Ora, o raciocínio raso de que alguém vale menos que outro em função da religião que professa é a antítese de uma atitude “progressista”, pretendida por quem é ostensivamente “contra o Bolsonaro”. Primeiro porque não se pode dizer que os evangélicos sejam bolsonaristas, segundo porque o voto deles tem o mesmíssimo peso que o voto de qualquer católico, espírita, umbandista, budista, hinduísta ou mesmo de um ateu.

Façamos a análise inversa – partindo da premissa política para a religiosa: quando um político trata uma religião inteira como um “desserviço” ao país, nominando seus seguidores como “gado”, significa tirar do rol de seus possíveis eleitores pessoas que em menos de 20 anos serão a maioria da população brasileira. Faz sentido? Não, não faz.

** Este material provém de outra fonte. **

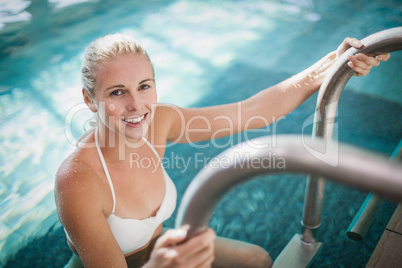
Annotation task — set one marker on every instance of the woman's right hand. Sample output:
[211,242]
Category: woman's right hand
[198,251]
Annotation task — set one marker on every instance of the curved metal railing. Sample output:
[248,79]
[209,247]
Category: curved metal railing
[327,101]
[354,167]
[357,168]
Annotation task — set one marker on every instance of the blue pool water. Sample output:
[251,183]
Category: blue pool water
[205,53]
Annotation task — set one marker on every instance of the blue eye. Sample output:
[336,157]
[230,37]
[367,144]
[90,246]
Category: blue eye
[144,87]
[116,93]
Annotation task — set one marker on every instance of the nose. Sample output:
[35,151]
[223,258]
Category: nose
[133,103]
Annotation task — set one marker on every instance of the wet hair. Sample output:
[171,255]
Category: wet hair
[103,50]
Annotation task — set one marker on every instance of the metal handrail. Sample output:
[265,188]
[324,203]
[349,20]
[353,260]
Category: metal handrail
[358,168]
[385,41]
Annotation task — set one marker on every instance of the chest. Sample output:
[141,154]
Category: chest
[139,185]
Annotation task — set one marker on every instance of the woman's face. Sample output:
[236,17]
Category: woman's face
[125,95]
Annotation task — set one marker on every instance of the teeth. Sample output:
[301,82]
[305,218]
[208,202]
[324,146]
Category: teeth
[134,120]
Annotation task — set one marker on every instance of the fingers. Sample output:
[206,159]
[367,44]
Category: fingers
[198,251]
[347,43]
[362,64]
[171,238]
[383,57]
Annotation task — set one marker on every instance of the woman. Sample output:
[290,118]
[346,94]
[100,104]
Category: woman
[113,210]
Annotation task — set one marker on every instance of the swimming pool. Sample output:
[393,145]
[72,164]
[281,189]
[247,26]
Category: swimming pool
[222,51]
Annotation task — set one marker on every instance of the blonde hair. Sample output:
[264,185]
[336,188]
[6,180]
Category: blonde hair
[102,50]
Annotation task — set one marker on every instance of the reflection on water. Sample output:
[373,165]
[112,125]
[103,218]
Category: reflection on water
[200,41]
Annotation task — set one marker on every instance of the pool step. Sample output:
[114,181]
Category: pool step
[388,252]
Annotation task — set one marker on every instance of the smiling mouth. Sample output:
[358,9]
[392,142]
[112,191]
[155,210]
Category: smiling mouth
[134,120]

Voltando à premissa religiosa sobre a política: se uma pessoa votou por 30 anos seguidos no mesmo político, isso daria o direito de o evangélico chama-la de “gado”? Acho que não, mas, seria um contra-argumento idêntico… Daí, justamente, emerge a minha crítica.

Repito: os formadores de opinião, em geral, têm se dedicado mais a fazer ataques velados, como se os evangélicos precisassem de um tutor ou um curador, quase que os chamando de “idiotas”, pois seriam enganados espiritual e financeiramente por seus pastores. Ocorre que você tem a opção de raciocinar melhor o tema e não cair nessa ladainha. Pare de se queixar dos evangélicos e seus valores mais conservadores. Procure entendê-los, debater ideias com eles. A tendência é que elejam diversos governantes e por um bom tempo.